Recent technologies (FORE-SIGHT™ and EQUANOX™) enable the monitoring of absolute cerebral tissue oxygen saturation (SctO2) values without the need for pre-calibration. We tested both FORE-SIGHT™ (five patients) and EQUANOX Advance™ (nine patients) technologies in the in-hospital as well as the out-of-hospital CPR setting. In this observational study, values were not utilized in any treatment protocol or therapeutic decision.
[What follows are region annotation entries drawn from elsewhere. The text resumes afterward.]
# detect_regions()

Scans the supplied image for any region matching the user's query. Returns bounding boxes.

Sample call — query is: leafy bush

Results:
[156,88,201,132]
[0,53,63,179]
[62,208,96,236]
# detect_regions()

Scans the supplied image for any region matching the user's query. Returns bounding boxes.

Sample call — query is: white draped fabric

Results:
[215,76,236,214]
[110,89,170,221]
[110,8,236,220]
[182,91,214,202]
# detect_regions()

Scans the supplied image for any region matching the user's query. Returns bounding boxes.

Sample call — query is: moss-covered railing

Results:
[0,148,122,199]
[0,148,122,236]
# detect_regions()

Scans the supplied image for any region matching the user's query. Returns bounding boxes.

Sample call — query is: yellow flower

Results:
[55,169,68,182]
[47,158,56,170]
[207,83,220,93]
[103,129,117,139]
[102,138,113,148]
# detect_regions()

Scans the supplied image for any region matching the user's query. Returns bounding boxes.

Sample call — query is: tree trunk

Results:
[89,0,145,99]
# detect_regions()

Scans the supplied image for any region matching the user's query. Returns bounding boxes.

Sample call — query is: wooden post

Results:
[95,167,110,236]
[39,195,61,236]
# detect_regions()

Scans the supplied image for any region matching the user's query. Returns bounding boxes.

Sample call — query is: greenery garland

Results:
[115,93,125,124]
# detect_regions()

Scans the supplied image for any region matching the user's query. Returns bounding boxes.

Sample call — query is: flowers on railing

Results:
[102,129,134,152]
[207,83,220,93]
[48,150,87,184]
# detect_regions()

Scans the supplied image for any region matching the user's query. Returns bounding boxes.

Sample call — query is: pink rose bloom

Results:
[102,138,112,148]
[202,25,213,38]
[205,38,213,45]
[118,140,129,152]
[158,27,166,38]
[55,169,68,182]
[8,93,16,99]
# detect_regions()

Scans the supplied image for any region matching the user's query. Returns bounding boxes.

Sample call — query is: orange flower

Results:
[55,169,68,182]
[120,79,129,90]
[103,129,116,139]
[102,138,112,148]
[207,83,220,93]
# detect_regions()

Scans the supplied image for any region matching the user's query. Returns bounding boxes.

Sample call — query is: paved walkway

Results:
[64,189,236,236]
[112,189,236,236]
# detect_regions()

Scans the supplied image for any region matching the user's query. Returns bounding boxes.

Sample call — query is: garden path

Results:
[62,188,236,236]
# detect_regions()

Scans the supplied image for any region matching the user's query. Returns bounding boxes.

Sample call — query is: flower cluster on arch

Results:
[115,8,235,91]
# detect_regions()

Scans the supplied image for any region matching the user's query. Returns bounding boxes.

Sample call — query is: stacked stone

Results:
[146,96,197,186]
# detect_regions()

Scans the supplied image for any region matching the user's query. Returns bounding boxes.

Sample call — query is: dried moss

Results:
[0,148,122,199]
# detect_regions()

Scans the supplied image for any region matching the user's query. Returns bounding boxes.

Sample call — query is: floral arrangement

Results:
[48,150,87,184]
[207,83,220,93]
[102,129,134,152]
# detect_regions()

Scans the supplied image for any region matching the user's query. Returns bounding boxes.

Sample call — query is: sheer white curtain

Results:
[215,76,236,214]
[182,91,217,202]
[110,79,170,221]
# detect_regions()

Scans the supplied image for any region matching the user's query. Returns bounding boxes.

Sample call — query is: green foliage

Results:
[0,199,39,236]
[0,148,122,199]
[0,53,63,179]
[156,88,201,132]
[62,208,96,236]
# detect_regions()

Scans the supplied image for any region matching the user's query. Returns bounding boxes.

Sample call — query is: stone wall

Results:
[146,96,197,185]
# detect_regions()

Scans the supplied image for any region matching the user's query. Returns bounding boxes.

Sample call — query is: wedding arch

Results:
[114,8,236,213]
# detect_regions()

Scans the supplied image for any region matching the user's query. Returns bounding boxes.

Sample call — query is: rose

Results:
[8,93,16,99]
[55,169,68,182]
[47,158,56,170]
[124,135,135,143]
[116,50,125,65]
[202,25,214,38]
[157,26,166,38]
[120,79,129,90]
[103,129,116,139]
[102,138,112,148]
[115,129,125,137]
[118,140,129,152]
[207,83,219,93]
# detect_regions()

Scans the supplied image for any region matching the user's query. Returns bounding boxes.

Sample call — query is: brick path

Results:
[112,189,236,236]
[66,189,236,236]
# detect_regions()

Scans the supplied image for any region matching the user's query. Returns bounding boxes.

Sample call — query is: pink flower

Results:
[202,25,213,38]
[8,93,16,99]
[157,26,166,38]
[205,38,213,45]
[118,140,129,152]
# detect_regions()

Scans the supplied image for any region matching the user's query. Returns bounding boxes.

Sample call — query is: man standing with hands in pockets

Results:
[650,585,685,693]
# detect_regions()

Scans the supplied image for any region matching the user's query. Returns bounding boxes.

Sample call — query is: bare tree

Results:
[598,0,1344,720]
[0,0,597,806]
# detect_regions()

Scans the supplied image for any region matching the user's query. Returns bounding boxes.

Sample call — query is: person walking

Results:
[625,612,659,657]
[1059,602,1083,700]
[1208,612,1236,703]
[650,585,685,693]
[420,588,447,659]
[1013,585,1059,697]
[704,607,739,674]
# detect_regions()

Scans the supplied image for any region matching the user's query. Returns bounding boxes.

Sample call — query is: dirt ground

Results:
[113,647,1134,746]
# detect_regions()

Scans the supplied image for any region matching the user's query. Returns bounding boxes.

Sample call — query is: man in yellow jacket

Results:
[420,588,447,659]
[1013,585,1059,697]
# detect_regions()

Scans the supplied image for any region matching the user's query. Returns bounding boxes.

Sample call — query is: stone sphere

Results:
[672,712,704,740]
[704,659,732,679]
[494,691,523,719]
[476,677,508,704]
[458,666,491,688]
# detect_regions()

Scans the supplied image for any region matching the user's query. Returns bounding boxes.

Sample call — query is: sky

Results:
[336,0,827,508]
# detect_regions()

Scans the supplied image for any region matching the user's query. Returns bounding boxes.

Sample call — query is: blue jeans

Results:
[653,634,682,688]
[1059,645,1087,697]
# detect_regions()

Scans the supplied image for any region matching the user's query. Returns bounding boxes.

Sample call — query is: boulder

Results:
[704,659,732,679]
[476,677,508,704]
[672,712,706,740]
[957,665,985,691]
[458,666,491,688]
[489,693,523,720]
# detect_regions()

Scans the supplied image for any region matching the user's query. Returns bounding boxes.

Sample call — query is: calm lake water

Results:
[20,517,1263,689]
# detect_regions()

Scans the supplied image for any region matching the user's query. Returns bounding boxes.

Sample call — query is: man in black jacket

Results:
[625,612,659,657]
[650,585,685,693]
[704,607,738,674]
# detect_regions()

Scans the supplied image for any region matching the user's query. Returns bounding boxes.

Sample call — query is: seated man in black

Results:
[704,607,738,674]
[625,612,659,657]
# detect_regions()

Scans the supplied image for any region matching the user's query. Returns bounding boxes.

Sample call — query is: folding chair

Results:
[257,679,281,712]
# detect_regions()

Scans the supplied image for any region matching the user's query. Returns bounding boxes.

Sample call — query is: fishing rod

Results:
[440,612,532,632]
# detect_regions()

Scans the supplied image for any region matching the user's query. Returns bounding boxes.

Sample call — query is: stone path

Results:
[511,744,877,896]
An independent t-test was used for statistical analysis.

Results

Our data demonstrate the feasibility of both technologies to measure cerebral oxygen saturation during CPR. With the continuous, pulseless near-infrared wave analysis of both FORE-SIGHT™ and EQUANOX™ technology, we obtained SctO2 values in the absence of spontaneous circulation. Both technologies were able to assess the efficacy of CPR efforts: improved resuscitation efforts (improved quality of chest compressions with switch of caregivers) resulted in higher SctO2 values. Until now, the ability of CPR to provide adequate tissue oxygenation was difficult to quantify or to assess clinically due to a lack of specific technology. With both technologies, any change in hemodynamics (for example, ventricular fibrillation) results in a reciprocal change in SctO2. In some patients, a sudden drop in SctO2 was the first warning sign of reoccurring ventricular fibrillation.

Conclusions

Both the FORE-SIGHT™ and EQUANOX™ technology allow non-invasive monitoring of the cerebral oxygen saturation during CPR. Moreover, changes in SctO2 values might be used to monitor the efficacy of CPR efforts.